CCL: W:Computational drug design blues
- From: "Phil Hultin" <hultin=-=cc.umanitoba.ca>
- Subject: CCL: W:Computational drug design blues
- Date: Wed, 14 Sep 2005 09:40:53 -0500
Sent to CCL by: "Phil Hultin" [hultin=-=cc.umanitoba.ca]
This question about the synthetic feasibility of a computationally-selected
drug candidate is a very good one, but unfortunately there is not a nice
simple answer.
To decide whether a structure is synthetically accessible, the only way that
I can think of is to actually know organic chemistry.

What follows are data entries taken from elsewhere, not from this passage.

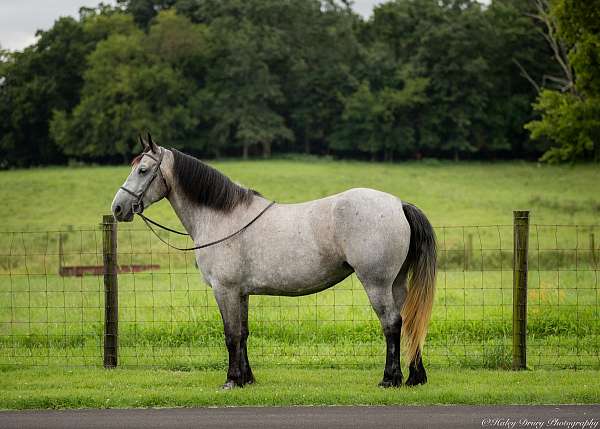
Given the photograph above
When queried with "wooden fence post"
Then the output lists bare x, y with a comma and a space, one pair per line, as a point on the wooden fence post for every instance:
521, 247
111, 291
592, 251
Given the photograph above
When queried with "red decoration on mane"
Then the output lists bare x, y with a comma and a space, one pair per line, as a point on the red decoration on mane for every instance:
135, 161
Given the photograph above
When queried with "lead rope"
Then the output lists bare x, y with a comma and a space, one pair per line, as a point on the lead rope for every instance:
148, 221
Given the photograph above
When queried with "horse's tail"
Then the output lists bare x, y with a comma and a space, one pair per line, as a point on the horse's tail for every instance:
421, 265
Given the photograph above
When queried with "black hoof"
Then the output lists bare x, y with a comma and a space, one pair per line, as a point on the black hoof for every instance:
416, 379
394, 381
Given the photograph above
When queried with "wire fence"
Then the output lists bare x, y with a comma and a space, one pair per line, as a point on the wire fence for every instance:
52, 305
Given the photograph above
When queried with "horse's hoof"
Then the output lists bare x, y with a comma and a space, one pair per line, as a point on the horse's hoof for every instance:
229, 384
396, 381
415, 380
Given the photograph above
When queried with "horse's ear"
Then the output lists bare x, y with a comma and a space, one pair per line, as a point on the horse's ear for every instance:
143, 143
152, 145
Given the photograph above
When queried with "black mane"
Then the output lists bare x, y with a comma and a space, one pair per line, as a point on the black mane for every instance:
207, 186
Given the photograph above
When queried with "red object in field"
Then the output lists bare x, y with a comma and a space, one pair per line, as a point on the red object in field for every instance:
96, 270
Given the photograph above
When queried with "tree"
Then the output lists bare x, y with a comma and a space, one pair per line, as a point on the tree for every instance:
131, 85
242, 94
570, 116
45, 76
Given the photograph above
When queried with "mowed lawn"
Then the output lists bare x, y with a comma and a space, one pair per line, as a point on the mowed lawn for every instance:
169, 318
450, 193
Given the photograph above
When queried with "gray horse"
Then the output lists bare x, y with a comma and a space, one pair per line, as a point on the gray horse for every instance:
295, 249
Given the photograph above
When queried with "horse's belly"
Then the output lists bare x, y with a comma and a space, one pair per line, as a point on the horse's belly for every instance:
297, 282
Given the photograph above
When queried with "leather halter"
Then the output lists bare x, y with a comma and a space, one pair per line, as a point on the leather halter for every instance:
138, 205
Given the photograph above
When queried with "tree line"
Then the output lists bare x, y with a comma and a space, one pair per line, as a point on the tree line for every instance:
420, 78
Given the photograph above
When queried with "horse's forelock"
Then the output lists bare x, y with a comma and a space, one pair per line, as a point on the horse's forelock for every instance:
135, 161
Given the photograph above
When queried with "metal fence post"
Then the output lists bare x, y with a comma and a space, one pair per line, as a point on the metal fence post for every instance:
521, 247
111, 291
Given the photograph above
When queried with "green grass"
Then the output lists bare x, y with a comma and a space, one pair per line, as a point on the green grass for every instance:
97, 388
168, 318
449, 193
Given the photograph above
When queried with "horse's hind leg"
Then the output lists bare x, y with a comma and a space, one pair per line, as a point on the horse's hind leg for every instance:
417, 374
230, 305
381, 297
247, 376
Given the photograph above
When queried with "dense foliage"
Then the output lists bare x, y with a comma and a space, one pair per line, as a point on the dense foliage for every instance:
255, 77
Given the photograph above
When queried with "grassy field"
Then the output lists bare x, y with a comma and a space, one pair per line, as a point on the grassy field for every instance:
96, 388
450, 193
168, 317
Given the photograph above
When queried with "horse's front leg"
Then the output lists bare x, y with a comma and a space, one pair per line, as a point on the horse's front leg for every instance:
246, 370
230, 305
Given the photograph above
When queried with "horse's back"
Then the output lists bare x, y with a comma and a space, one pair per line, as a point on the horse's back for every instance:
372, 231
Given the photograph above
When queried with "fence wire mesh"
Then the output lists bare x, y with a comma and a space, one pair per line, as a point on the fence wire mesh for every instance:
52, 304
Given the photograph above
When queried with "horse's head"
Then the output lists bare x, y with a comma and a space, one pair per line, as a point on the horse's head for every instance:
145, 185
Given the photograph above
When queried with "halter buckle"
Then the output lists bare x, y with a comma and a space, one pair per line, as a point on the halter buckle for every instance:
137, 207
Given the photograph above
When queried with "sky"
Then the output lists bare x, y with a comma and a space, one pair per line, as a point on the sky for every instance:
20, 19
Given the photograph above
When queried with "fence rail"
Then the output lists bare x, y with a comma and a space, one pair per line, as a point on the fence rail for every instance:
507, 296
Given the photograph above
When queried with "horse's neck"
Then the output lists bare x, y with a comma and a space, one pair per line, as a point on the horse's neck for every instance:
197, 219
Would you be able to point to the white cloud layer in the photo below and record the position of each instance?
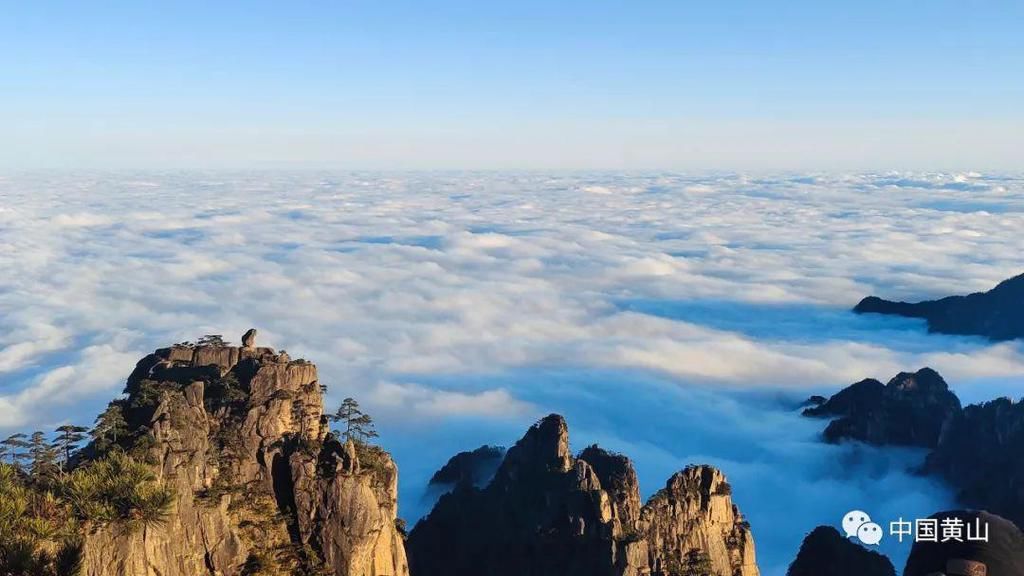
(445, 302)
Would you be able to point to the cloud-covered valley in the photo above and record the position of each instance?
(675, 318)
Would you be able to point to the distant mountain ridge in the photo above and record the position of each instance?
(976, 449)
(997, 314)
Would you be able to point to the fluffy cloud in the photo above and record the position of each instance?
(459, 306)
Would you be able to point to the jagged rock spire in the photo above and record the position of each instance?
(249, 338)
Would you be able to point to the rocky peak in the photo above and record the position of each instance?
(825, 552)
(473, 468)
(693, 524)
(545, 448)
(911, 410)
(549, 513)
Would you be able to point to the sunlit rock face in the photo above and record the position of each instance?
(260, 486)
(547, 511)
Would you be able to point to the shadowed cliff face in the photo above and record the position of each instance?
(261, 487)
(997, 315)
(826, 552)
(910, 410)
(547, 512)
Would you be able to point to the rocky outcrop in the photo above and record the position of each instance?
(997, 315)
(979, 455)
(692, 520)
(547, 512)
(910, 410)
(260, 486)
(826, 552)
(475, 468)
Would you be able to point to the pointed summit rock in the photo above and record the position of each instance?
(259, 485)
(549, 513)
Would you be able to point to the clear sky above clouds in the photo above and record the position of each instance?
(524, 84)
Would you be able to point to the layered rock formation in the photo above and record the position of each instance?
(910, 410)
(547, 512)
(826, 552)
(996, 315)
(980, 455)
(260, 485)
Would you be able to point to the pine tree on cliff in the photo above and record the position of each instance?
(44, 456)
(14, 448)
(69, 438)
(111, 425)
(358, 425)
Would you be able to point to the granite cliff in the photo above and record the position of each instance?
(974, 449)
(260, 485)
(549, 512)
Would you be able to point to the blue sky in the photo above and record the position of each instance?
(450, 84)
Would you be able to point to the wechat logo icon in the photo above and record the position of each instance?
(856, 524)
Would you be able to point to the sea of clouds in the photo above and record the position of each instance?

It is usually pretty
straightforward to identify things that are "hard" to make based on
relatively elementary knowledge of reactions. It is NOT straightforward to
decide whether something is "easy" to make, however - at least not for
molecules of any complexity.
I would suggest that any computational drug designer should consider a
refresher course in organic chemistry, followed by a basic introduction to
the design of organic syntheses such as Stuart Warren's book "Organic
Synthesis: the disconnection approach".
In a computation, we generally believe that things are deterministic and
thus that a single result (within round-off error) should be obtained from a
fixed starting point. In synthesis, there is no single answer to the
question of how to synthesize a given target. Moreover, the number of
permutations grows exponentially (at least) as the size of the target grows.
Thus, there is a qualitative element to determining whether something is
feasible or not.
Of course, I am quite aware that there is a qualitative and creative element
to computational chemistry too and I do not mean to put down computational
people in any way, or to set organickers up on a pedestal.
Dr. Philip G. Hultin
Associate Professor of Chemistry,
University of Manitoba
Winnipeg, MB
R3T 2N2
hultin=-=cc.umanitoba.ca
http://umanitoba.ca/chemistry/people/hultin
-----Original Message-----
> From: owner-chemistry=-=ccl.net [mailto:owner-chemistry=-=ccl.net]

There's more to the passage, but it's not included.